We are often taught that family is the most important thing in our lives and that we must always show loyalty. Last year I finally decided that I had had enough and that being part of my family was no longer an excuse for the poor and very often abusive behavior that I have experienced nearly my entire life.
Abuse comes in many forms and I experienced all of them.
Growing up I knew that my family was not normal. When I became an adult I finally started putting the pieces together and realized that the childhood that I experienced was not normal or healthy. The anger, loneliness, and depression I felt as a young child, teenager and young adult was directly correlated to the abusive and turbulent childhood that I experienced. Sadly this transcended into my relationships with my friends and partners and the older I got the more difficult it was for me to do well in school and remain healthy. I got sick a lot and I even checked myself into a hospital for severe depression.
Getting away from this abusive family dynamic was one of the best things that could’ve happened to me. It wasn’t without pain and feelings of emptiness, but at 26 years old I was finally able to heal.
I often get asked by many people how I could stop talking to my own family, but when you’re in an abusive situation it clouds your judgment. You see the world differently. You see bad behavior as normal when it’s not. Moreover, your view and opinion of love is distorted because all you know is abuse and controlling behavior. I looked for love in all the wrong places and constantly looked for others to save me from the emotional problems that I had from such a crazy family dynamic.
It wasn’t until I moved thousands of miles away that I was able to truly heal and be at peace with myself. And what better place to do that than the Bahamas?
As much as I initially hated my move I’m grateful for the suffering I endured because the timing couldn’t have been any better.

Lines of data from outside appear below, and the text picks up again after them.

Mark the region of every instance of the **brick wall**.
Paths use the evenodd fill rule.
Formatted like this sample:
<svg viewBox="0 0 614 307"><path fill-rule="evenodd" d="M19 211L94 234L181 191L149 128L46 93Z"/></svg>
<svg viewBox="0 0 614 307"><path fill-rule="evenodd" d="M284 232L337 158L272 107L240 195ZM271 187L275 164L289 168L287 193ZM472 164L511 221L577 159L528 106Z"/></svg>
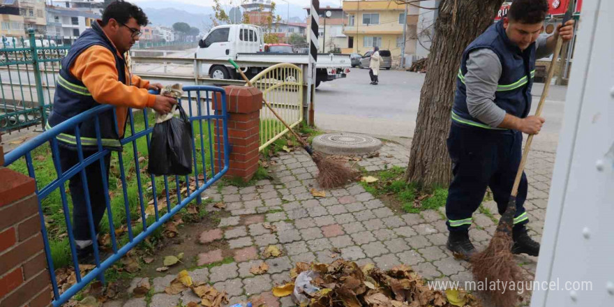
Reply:
<svg viewBox="0 0 614 307"><path fill-rule="evenodd" d="M47 306L51 283L34 180L3 164L0 146L0 307Z"/></svg>
<svg viewBox="0 0 614 307"><path fill-rule="evenodd" d="M228 112L228 142L232 146L229 156L230 165L227 177L240 177L248 181L258 169L258 147L260 147L260 109L262 107L262 93L255 87L237 86L225 87L226 91L226 110ZM216 114L222 114L220 95L218 93L217 104L214 104ZM218 154L218 135L222 135L221 121L220 129L215 129L215 156L217 167L218 160L223 159L223 152ZM223 142L220 140L220 144ZM223 149L222 149L223 151ZM223 160L222 160L223 167Z"/></svg>

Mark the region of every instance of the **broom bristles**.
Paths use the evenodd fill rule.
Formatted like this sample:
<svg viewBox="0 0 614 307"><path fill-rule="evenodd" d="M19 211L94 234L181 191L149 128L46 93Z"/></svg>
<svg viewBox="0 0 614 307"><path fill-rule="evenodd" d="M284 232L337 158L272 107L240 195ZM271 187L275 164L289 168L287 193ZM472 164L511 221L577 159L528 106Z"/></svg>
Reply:
<svg viewBox="0 0 614 307"><path fill-rule="evenodd" d="M482 283L483 292L497 307L514 307L518 301L520 295L517 291L509 289L491 287L491 283L497 286L509 286L512 283L522 283L524 276L516 264L511 253L511 231L514 215L516 214L516 199L510 200L507 209L497 226L495 235L488 246L481 252L477 253L470 260L473 276ZM514 285L517 286L518 284ZM514 289L518 289L514 287Z"/></svg>
<svg viewBox="0 0 614 307"><path fill-rule="evenodd" d="M343 162L331 160L318 153L314 154L313 158L320 171L317 183L323 188L345 186L358 176L357 171L346 167Z"/></svg>

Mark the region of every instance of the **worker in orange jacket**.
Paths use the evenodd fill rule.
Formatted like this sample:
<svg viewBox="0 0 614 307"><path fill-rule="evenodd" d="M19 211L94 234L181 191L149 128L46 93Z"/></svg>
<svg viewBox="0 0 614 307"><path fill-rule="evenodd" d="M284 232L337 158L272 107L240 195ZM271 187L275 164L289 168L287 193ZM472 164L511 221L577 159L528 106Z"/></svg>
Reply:
<svg viewBox="0 0 614 307"><path fill-rule="evenodd" d="M124 54L138 40L141 27L147 23L142 10L128 2L112 2L105 9L102 20L83 32L61 61L48 128L101 104L113 105L114 110L98 115L98 130L103 148L121 150L119 140L123 137L129 107L151 107L161 114L170 112L177 100L149 93L148 90L160 90L162 85L151 84L130 74L126 65ZM80 125L84 159L98 152L96 125L93 120ZM73 129L69 129L57 139L60 164L62 171L66 172L79 161L77 138ZM110 152L103 160L105 167L100 167L98 160L85 167L87 182L78 173L70 179L73 232L81 262L91 260L93 240L97 237L106 207L103 179L106 178L108 182ZM104 173L103 169L106 169ZM93 236L90 218L94 225Z"/></svg>

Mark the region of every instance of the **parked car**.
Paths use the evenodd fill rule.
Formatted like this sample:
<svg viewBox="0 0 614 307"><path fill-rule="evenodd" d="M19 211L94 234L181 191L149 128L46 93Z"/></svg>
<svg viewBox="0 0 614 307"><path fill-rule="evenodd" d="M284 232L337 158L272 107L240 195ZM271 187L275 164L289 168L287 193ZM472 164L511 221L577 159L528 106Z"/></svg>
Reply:
<svg viewBox="0 0 614 307"><path fill-rule="evenodd" d="M362 56L360 59L361 68L369 68L369 61L371 61L371 54L373 53L373 51L368 51ZM392 55L390 54L390 50L380 50L380 57L382 57L382 59L384 60L384 63L380 65L380 68L390 70L390 68L392 67Z"/></svg>
<svg viewBox="0 0 614 307"><path fill-rule="evenodd" d="M360 66L360 58L362 56L360 55L359 53L352 53L350 54L350 61L352 61L352 67L356 67Z"/></svg>
<svg viewBox="0 0 614 307"><path fill-rule="evenodd" d="M292 45L288 44L265 44L266 53L294 53Z"/></svg>

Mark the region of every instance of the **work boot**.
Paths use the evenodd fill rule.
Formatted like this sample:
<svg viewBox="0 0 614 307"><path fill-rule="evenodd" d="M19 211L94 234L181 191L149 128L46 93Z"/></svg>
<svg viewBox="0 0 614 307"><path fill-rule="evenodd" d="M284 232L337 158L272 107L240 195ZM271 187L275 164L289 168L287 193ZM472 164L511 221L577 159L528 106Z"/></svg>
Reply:
<svg viewBox="0 0 614 307"><path fill-rule="evenodd" d="M539 255L539 244L534 241L527 232L524 227L514 230L512 233L514 246L511 253L514 254L527 254L530 256Z"/></svg>
<svg viewBox="0 0 614 307"><path fill-rule="evenodd" d="M463 259L467 261L469 261L471 256L477 252L469 239L468 230L450 232L446 247L454 254L462 256Z"/></svg>

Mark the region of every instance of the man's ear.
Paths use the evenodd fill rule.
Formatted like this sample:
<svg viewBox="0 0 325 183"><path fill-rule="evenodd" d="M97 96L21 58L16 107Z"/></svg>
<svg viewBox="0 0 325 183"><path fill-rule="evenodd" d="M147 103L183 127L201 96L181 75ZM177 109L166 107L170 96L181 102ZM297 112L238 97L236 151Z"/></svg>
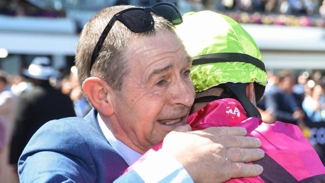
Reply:
<svg viewBox="0 0 325 183"><path fill-rule="evenodd" d="M114 114L114 90L104 80L88 78L82 83L82 90L96 109L106 116Z"/></svg>
<svg viewBox="0 0 325 183"><path fill-rule="evenodd" d="M254 83L250 82L246 86L246 95L250 101L253 104L256 104L255 92L254 91Z"/></svg>

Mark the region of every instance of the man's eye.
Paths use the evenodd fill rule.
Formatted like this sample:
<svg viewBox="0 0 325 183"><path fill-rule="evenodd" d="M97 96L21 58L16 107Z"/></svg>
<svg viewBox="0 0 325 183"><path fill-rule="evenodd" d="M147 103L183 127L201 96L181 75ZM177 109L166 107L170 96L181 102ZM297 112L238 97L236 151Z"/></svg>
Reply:
<svg viewBox="0 0 325 183"><path fill-rule="evenodd" d="M184 73L183 73L183 76L190 76L190 70L185 70Z"/></svg>
<svg viewBox="0 0 325 183"><path fill-rule="evenodd" d="M166 82L166 80L160 80L158 82L157 82L156 84L158 86L161 86L162 84L164 84L165 82Z"/></svg>

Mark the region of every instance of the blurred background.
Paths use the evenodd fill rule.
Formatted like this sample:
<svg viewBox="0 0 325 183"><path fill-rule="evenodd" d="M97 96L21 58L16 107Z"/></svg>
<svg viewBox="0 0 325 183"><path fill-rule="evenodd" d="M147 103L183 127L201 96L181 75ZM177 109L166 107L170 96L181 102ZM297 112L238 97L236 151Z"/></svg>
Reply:
<svg viewBox="0 0 325 183"><path fill-rule="evenodd" d="M176 4L182 14L208 10L240 22L256 41L269 76L258 104L264 120L298 125L325 162L325 0L0 0L0 182L18 182L10 146L29 140L18 137L24 130L15 124L21 96L38 86L22 74L34 58L49 58L58 73L49 83L69 96L76 116L83 116L90 106L74 60L84 24L108 6L160 2ZM276 98L281 92L288 94L286 101L294 101L288 108Z"/></svg>

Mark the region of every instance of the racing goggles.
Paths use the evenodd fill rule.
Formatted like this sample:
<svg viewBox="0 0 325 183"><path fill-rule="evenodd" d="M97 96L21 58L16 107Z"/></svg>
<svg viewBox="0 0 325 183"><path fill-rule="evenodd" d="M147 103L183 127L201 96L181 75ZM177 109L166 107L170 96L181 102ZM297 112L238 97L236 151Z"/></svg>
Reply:
<svg viewBox="0 0 325 183"><path fill-rule="evenodd" d="M106 36L116 20L120 22L134 32L144 32L154 26L154 22L150 14L150 12L162 16L173 25L178 25L183 22L182 16L176 6L168 2L160 2L146 8L130 8L118 12L110 19L97 42L92 56L90 72L99 54Z"/></svg>

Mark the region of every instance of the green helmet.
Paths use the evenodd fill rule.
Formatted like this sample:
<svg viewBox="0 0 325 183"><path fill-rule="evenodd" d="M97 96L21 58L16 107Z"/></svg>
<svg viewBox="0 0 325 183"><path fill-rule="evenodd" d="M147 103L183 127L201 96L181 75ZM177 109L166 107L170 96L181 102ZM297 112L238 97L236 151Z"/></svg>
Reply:
<svg viewBox="0 0 325 183"><path fill-rule="evenodd" d="M258 101L268 76L252 36L232 18L213 12L188 12L183 19L176 31L193 58L190 78L196 92L225 84L244 106L246 84L240 84L254 82Z"/></svg>

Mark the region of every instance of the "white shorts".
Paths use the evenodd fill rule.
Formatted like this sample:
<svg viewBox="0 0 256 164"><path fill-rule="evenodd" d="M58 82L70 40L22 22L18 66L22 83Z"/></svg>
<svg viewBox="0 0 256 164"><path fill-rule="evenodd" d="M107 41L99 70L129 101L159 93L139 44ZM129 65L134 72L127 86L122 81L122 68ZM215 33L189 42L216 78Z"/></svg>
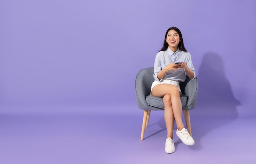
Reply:
<svg viewBox="0 0 256 164"><path fill-rule="evenodd" d="M173 80L169 80L169 79L164 79L162 81L156 81L155 80L154 81L154 82L152 83L152 85L151 85L151 92L150 92L150 95L151 95L151 92L152 91L152 89L155 87L155 85L158 84L168 84L173 85L175 85L178 87L179 89L179 91L181 94L181 96L182 95L182 93L181 93L181 90L180 90L180 81L175 81Z"/></svg>

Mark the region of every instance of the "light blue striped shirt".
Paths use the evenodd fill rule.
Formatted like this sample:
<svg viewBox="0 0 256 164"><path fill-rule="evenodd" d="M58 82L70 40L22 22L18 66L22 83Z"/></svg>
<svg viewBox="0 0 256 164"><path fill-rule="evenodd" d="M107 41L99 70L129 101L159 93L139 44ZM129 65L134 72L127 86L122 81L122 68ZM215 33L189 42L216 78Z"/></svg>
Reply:
<svg viewBox="0 0 256 164"><path fill-rule="evenodd" d="M173 52L168 47L166 51L159 51L155 57L154 66L154 79L155 80L161 81L163 79L171 79L180 81L186 80L186 73L185 70L178 68L175 71L167 71L163 79L159 80L157 74L166 66L171 63L182 61L186 63L187 66L194 72L194 79L195 78L195 70L193 66L191 55L188 52L181 51L179 48L175 52Z"/></svg>

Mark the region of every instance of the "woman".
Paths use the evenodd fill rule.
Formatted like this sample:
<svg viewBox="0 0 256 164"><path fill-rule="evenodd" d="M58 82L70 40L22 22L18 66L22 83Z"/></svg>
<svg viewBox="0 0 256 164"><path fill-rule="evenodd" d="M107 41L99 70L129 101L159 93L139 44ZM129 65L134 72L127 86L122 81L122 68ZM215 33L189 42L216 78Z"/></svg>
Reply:
<svg viewBox="0 0 256 164"><path fill-rule="evenodd" d="M184 46L180 30L175 27L171 27L165 34L164 46L155 57L155 81L151 92L152 96L163 98L167 131L165 151L167 153L175 151L173 140L175 120L177 127L176 134L179 138L188 145L195 144L182 120L182 105L180 97L182 94L180 81L185 81L186 76L191 79L195 78L191 56Z"/></svg>

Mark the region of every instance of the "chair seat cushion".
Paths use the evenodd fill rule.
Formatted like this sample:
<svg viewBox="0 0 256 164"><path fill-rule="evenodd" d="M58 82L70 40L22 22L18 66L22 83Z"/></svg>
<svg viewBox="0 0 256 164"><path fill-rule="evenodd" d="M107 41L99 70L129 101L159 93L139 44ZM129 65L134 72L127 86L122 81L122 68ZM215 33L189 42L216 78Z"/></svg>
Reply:
<svg viewBox="0 0 256 164"><path fill-rule="evenodd" d="M188 96L183 94L180 97L181 103L182 107L186 105ZM164 109L164 105L163 102L163 98L156 97L153 96L148 95L146 96L146 101L149 106L156 107L161 109Z"/></svg>

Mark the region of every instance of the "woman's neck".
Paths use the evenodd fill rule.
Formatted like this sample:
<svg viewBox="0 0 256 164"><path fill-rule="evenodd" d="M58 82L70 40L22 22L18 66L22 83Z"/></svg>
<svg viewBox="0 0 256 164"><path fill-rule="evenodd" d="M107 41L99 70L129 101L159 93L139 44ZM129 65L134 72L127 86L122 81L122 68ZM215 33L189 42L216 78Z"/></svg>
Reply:
<svg viewBox="0 0 256 164"><path fill-rule="evenodd" d="M169 48L171 49L171 50L173 51L173 52L175 52L178 49L178 46L177 46L177 47L172 47L169 46Z"/></svg>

When I look at the past it makes me sad but I remain grateful for the opportunity to move to another country. Although it felt like a step back career wise it was the perfect chance for me to truly regain my sanity and finally get some balance and consistency. I needed to finally get away from all of the drama that had been bringing me down for years.
As women we are taught to accept poor behavior from many people. And I’ve decided that I will no longer accept the bad behavior of others, despite familial relation and no matter what they have done for me. I want more women to feel empowered and strong enough to leave a situation that does not serve them anymore. If people want to be in your life they need to earn that spot in it.